Nor is this the first time we have learned of the government using the secrecy of the FISA courts for nefarious activity. In 2013, Edward Snowden revealed that the government was involved in the mass surveillance of Americans’ phone calls and emails, collected ‘incidentally’ or ‘inadvertently’ under Section 702 of the FISA Amendments Act (FAA,) which only authorizes targeting non-citizens overseas. President Obama and his intelligence team claimed that the mass collection had been approved by the Foreign Intelligence Surveillance Court.

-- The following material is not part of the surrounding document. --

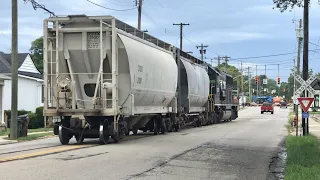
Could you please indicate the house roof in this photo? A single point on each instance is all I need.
(5, 65)
(29, 74)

The FISA court process is unlike any other in this country. It calls for the government’s attorney to appear alone in secret before a specially designated judge in Washington, D.C. Instead of the typical adversarial process of the court room where parties battle over contested facts. The FISA courts allow for only limited scrutiny of the government’s assertions, because the judge only hears from the government. Court proceedings are closed and the court’s decisions are classified, and most of the people targeted receive no notice of the surveillance, even after it has ended. Needless to say, such a purposefully opaque process is ripe for corruption.

Moreover, this process has been corrupt for many years. Government officials develop ‘a pretext to wiretap a foreigner or a target in contact with’ an American citizen they want to monitor and then ‘incidentally’ capture ‘the citizen’s information, too. Later, [they build] a case for ‘unmasking’ the US citizen’s name, supposedly for national security or other crucial reasons,’ writes journalist Sharyl Attkisson. Wiretaps today can include everything on the web from messages, to emails, bank accounts, photos, and social media, while incidental collection can include ‘anything picked up when a target is watched directly, through a bug, or by secretly activating his computer’s microphone and camera… Here’s the best part — for the bad actors. The US citizens are usually none the wiser. The surveillance isn’t intended to build a criminal case; it’s to collect dirt or political intel or blackmail material. So the corrupt process is never scrutinized in a US court.’

It’s easy to see how a process almost entirely lacking in public scrutiny or jurisprudence would become corrupt. Americans — and President Trump — should immediately demand an end to their government’s spying.